Après avoir réduit l'esthète à un individu atteint d'une pathologie frappant ceux qui abordent le tableau comme un organisme clos et statique, Einstein refoule brutalement tout projet historiographique. Témoin privilégié, voire agent de la dégénérescence de la culture, l'historien de l'art participe d'une « normalisation bourgeoisement démocratique » ; il impose une « sélection rose bonbon » favorable aux œuvres normées, diffuse leur appréciation « comme „bibelots“ précieux ou rares », neutralise ce plan d'appréciation en occultant la résistance des œuvres à leur temps, etc. Einstein reproche à l'esthète comme à l'historien de l'art leur superficialité, leur incapacité à rendre compte des « noces spirituelles » que promettent les œuvres. Il préconise une véritable conversion théorique à une sociologie ou ethnologie de l'art qui évalue celui-ci « non plus comme une fin en soi, mais comme un moyen vivant et magique ». Conversion épistémologique dépassant le statisme historico-esthétique, mais aussi éthique, pour redonner aux tableaux qui le méritent leur signification profonde et vivante.
Braque ne servirait qu'à exemplifier cette théorie, si son œuvre n'était exemplaire. « Percement de la tradition », elle participe du « nouvel état d'esprit » du cubisme, « l'effort le plus important depuis des siècles pour redéfinir le réel selon des critères optiques ». L'impressionnisme a échoué à se soustraire à la dégénérescence décorative de l'art. Braque et le cubisme, en instaurant une rupture salutaire, retrouvent la véritable vocation de ce dernier, endormie dans l'embourgeoisement de l'autarcie esthétique, une vocation fondamentalement révolutionnaire. « Jamais je n'aurais parlé de Braque s'il n'était qu'un bon peintre », dit Einstein : son intérêt fut de proposer, outre des tableaux majeurs, une « réinvention du monde, de l'acte de voir et de l'espace ».

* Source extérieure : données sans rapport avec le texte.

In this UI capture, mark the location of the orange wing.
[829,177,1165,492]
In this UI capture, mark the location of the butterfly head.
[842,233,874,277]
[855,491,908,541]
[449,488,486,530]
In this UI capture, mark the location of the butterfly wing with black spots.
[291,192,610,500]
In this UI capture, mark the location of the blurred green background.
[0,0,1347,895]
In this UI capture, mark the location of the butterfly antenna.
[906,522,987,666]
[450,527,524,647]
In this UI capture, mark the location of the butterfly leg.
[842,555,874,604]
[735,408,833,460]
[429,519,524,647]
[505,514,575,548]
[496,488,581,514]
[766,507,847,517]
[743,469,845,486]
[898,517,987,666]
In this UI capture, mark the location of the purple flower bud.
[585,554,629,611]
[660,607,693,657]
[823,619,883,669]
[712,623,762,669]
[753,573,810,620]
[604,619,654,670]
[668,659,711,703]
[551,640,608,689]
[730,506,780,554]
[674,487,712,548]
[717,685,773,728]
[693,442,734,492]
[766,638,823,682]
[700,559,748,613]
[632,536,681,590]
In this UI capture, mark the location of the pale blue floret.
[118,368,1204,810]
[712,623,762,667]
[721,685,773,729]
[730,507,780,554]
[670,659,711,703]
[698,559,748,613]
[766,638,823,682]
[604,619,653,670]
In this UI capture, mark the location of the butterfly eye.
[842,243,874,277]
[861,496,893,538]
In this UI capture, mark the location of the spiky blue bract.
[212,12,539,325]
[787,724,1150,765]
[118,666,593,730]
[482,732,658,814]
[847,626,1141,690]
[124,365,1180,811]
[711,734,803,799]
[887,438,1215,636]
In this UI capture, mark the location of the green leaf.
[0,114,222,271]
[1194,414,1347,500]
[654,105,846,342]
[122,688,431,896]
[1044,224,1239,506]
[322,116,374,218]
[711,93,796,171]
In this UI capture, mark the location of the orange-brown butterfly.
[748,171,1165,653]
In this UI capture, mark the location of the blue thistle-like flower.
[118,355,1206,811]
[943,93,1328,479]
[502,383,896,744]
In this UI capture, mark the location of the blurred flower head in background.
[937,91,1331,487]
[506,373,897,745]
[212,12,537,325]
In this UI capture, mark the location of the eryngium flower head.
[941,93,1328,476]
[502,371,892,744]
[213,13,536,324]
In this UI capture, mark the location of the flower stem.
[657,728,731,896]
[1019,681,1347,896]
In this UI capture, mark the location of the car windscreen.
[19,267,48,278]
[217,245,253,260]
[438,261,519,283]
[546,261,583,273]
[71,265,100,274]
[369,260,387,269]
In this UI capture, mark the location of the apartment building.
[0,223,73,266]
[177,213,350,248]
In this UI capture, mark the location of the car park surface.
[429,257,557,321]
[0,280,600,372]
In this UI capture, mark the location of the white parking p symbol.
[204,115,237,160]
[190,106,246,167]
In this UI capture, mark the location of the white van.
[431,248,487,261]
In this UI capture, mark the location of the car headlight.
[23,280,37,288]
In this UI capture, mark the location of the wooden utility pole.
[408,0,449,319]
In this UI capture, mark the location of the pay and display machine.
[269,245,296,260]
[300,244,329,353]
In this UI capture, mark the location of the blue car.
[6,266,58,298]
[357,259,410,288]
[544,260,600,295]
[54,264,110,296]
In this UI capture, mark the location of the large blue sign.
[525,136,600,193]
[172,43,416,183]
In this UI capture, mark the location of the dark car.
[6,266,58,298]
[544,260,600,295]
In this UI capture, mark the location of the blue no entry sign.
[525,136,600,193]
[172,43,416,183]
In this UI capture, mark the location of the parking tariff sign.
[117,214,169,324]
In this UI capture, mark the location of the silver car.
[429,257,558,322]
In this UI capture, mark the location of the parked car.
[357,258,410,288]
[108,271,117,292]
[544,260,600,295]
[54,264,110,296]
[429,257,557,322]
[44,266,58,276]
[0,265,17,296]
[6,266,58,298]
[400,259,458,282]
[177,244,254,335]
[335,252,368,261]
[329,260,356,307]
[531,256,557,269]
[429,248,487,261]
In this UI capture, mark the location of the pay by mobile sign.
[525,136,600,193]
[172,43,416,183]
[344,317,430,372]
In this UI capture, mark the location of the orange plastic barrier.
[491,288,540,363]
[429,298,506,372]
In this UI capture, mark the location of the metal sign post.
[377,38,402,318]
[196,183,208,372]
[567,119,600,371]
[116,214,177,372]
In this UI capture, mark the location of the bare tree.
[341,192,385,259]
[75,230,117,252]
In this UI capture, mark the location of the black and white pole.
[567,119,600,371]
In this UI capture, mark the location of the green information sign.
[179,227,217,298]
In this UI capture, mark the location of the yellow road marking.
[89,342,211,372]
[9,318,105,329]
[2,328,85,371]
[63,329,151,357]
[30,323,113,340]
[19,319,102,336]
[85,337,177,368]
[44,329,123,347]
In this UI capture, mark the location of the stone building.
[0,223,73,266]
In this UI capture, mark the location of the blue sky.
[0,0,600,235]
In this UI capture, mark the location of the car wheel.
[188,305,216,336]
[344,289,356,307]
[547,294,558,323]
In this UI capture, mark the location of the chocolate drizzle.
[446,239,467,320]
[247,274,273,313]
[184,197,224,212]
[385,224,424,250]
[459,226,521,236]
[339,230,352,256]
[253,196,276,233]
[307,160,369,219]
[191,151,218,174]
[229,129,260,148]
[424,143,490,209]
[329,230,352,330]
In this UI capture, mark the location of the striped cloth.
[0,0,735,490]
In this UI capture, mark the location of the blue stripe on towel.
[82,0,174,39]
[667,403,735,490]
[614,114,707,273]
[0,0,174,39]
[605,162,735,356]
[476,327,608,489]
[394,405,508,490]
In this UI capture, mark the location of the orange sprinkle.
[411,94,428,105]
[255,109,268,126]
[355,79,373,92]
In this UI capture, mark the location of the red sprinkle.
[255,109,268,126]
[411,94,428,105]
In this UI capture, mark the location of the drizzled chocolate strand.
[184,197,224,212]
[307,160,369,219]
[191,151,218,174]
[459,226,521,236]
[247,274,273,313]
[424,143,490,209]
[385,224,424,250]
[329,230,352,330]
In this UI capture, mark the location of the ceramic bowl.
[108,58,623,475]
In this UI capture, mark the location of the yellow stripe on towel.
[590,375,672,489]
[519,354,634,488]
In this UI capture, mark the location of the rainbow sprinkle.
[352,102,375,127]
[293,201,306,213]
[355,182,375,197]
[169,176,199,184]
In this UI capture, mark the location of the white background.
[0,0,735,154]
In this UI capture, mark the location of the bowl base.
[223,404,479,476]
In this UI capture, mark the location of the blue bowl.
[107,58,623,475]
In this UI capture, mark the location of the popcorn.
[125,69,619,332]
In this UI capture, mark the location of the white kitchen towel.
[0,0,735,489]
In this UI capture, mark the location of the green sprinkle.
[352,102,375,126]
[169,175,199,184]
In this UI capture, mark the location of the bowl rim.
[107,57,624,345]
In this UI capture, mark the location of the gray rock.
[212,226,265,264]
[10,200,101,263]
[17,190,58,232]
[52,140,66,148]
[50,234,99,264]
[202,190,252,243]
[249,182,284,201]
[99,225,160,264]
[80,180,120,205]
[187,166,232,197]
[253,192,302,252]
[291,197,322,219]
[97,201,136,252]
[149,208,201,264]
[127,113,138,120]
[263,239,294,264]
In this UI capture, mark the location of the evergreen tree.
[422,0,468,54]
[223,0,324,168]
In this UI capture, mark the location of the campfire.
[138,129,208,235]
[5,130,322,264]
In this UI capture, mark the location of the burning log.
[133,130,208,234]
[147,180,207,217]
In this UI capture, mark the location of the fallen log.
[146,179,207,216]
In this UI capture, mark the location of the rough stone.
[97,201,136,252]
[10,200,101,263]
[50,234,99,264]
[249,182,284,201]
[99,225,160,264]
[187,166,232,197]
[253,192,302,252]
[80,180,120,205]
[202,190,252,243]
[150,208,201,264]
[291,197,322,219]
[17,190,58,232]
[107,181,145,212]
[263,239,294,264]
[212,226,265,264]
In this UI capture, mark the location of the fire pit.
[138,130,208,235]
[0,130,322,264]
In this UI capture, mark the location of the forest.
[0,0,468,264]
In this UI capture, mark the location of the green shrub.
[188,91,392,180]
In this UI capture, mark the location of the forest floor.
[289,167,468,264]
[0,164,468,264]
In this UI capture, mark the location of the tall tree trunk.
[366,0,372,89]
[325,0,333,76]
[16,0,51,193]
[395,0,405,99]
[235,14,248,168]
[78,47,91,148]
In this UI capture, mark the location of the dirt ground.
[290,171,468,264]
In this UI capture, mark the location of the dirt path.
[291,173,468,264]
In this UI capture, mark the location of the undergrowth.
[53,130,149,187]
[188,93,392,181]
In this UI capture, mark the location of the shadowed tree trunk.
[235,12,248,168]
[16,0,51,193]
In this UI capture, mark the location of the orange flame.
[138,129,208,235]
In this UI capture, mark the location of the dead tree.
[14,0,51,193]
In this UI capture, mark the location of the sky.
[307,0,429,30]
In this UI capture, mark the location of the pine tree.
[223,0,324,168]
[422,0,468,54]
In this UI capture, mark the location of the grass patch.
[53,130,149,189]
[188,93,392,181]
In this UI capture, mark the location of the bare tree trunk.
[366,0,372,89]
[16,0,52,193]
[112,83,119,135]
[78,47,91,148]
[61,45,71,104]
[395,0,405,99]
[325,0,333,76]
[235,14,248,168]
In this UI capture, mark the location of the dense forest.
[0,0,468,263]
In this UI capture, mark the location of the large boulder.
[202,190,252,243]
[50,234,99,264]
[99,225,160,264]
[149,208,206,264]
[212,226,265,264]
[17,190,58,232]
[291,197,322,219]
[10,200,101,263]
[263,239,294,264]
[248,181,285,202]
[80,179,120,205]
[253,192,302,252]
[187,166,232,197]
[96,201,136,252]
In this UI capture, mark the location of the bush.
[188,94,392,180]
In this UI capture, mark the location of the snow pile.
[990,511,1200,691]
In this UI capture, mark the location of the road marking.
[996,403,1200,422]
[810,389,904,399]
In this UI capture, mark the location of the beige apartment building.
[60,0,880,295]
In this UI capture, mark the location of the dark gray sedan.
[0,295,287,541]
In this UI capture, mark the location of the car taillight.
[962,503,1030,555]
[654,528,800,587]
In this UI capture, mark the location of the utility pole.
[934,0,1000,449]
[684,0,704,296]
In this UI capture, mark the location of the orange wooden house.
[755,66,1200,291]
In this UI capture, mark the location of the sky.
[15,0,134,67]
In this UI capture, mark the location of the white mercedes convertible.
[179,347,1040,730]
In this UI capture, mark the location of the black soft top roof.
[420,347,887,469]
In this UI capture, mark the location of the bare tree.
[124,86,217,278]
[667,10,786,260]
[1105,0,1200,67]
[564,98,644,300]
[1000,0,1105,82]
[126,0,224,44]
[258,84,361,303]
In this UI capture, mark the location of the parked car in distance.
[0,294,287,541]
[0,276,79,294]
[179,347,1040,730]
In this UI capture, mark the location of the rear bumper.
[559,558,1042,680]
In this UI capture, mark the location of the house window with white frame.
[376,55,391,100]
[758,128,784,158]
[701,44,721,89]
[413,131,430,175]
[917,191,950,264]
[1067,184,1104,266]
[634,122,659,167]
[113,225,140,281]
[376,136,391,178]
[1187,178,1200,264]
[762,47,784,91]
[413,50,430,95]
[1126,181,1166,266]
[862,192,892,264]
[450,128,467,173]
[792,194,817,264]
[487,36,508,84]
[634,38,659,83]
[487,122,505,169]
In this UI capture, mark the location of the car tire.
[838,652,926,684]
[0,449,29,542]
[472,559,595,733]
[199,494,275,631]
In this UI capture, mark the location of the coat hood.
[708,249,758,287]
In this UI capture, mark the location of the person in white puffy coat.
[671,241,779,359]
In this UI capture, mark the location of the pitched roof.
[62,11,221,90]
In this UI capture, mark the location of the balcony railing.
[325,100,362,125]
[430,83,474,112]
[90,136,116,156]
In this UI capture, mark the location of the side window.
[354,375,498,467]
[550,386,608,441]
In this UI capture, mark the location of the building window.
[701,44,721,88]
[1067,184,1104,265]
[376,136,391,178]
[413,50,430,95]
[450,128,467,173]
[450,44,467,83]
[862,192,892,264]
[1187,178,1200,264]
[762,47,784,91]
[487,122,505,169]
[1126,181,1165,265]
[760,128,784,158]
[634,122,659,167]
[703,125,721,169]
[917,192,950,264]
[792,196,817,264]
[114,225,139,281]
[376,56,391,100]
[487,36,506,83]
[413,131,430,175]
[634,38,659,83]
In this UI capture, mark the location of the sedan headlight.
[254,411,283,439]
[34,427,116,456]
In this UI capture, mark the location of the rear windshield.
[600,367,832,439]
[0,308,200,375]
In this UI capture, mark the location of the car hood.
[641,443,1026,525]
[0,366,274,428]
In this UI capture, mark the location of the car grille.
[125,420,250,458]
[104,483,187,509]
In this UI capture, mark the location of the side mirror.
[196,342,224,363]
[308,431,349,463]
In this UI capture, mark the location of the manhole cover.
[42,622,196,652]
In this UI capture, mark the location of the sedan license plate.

Se détachant du dogme de la perspective, les cubistes osèrent poser cette question de fond : « Comment l'espace devient-il part actuelle, ainsi que projection de notre action ? » Après avoir rompu avec l'équilibre classique, avec l'inhibition de l'inconscient, avec la séparation de l'objet et du sujet, avec le souci du détail et la religion du style, toutes facettes illustrant un rétrécissement de l'homme, ils s'employèrent à « démolir les objets », avant de chercher, pour retrouver « l'homme complexe », à porter la peinture hors d'elle-même, à la « dynamiser », en commençant par l'espace conçu comme « croisement entre l'homme et le monde ». Depuis Negerplastik (La Sculpture nègre, ouvrage publié à Leipzig en 1915), Einstein voue à l'espace un véritable culte. Contre[...]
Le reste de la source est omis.